When many people near college graduation, they begin to contemplate how they’ll deal with the student loans they’ve racked up over the past few years. The burden — which grows more substantial with every generation — can result in stress and, if not managed properly, may throw one’s life plans off track for several years. Mathematicians with the University of Colorado at Boulder may have a solution, explaining that they developed a mathematical model to explore the ideal repayment strategy.

Generally speaking, college graduates get a brief grace period after graduation during which time they aren’t required to make payments on their loans. Two different options are available once payments start: an income-based repayment strategy that involves paying a certain amount monthly based on one’s salary or simply throwing as much money at the loan as possible to pay it off in a shorter period of time.

In many cases, graduates are often advised to pay the loans off as quickly as possible if the funding amount is on the smaller side. On the flip side, graduates are typically told to take the income-based repayment option if they’ve taken out a substantial amount of funds in the form of student loans. The new study suggests a hybrid approach may be more ideal.
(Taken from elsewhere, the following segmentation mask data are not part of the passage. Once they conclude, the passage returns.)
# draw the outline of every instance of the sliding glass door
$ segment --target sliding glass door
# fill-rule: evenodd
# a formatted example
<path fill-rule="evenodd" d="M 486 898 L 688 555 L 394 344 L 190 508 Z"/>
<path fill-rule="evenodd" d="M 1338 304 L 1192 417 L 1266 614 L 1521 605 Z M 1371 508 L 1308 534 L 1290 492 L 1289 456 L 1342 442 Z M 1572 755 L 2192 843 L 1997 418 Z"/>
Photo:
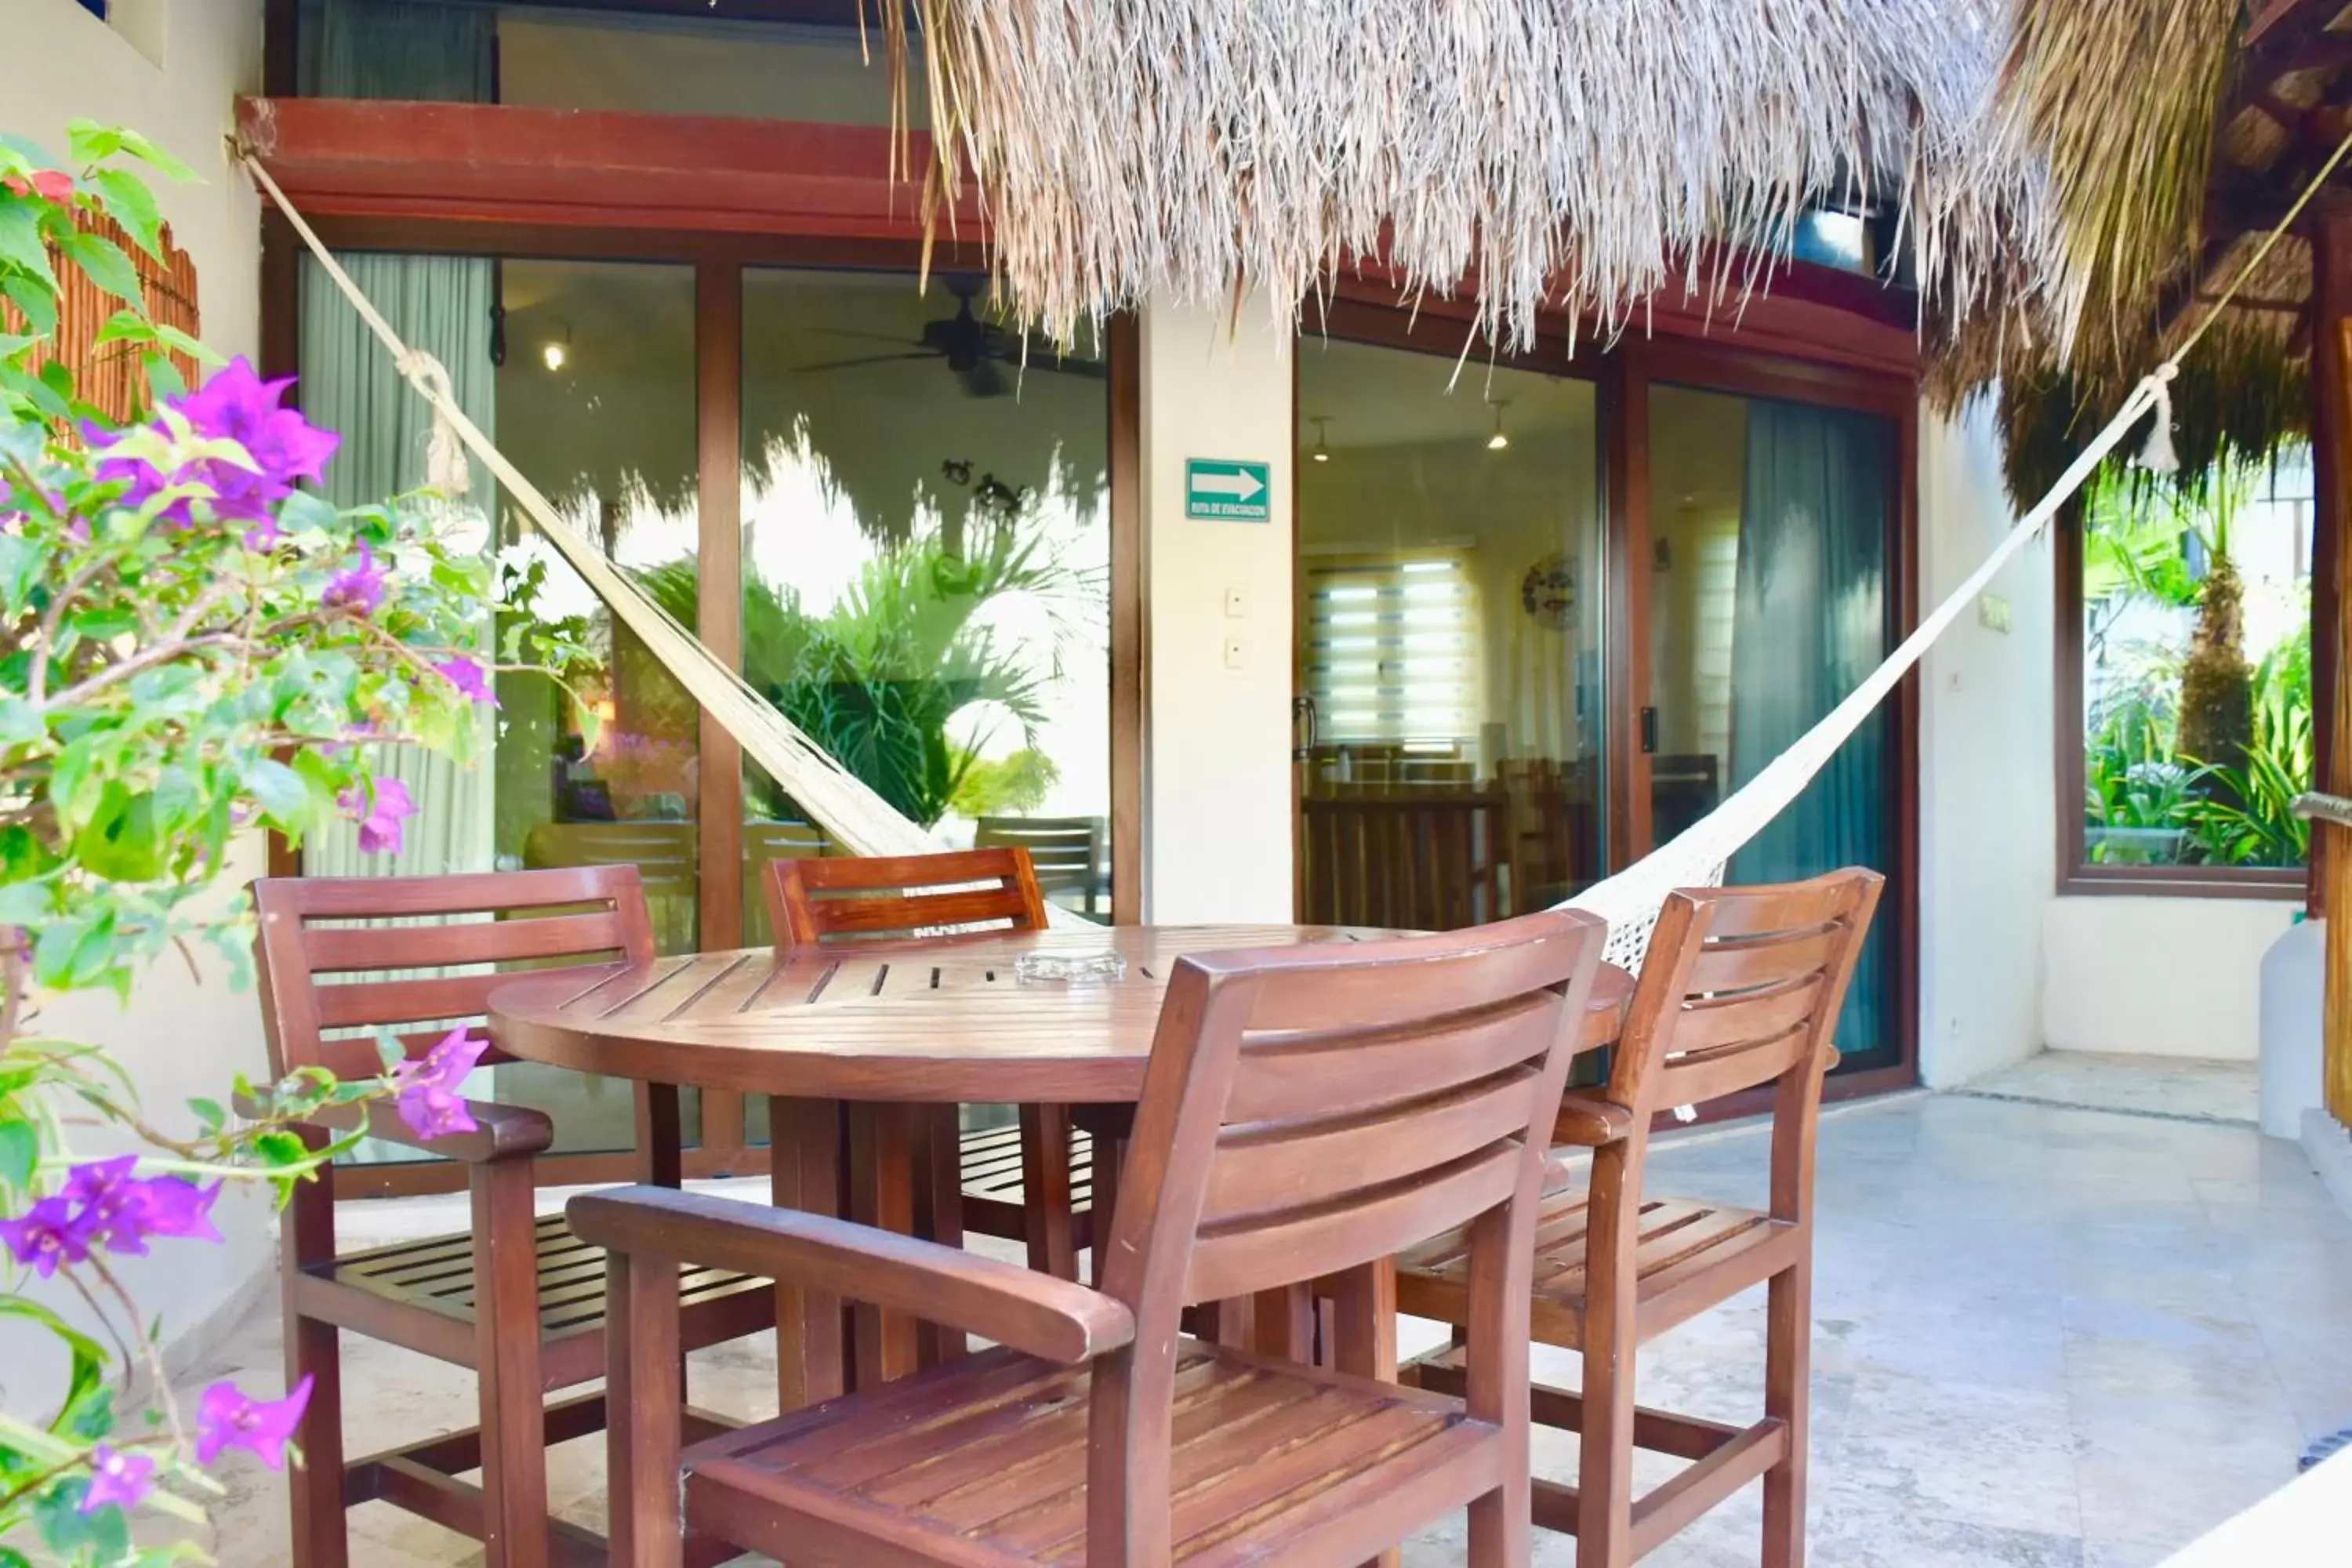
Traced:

The mathematical model takes into account things like compounding interest rates, the income tax that may need to be paid, and more. The findings indicate that some graduates may benefit from a hybrid-style repayment approach that involves paying off as much as possible for the first several years, then switching over to an income-based repayment plan for the remainder of the balance.

The team of researchers hasn’t made their work available as a calculator for the public, but they do plan to improve it and potentially make it available to existing repayment calculators that may integrate the model. The ideal repayment method will ultimately depend on personal factors that must be accounted for, including things like anticipated salary and more.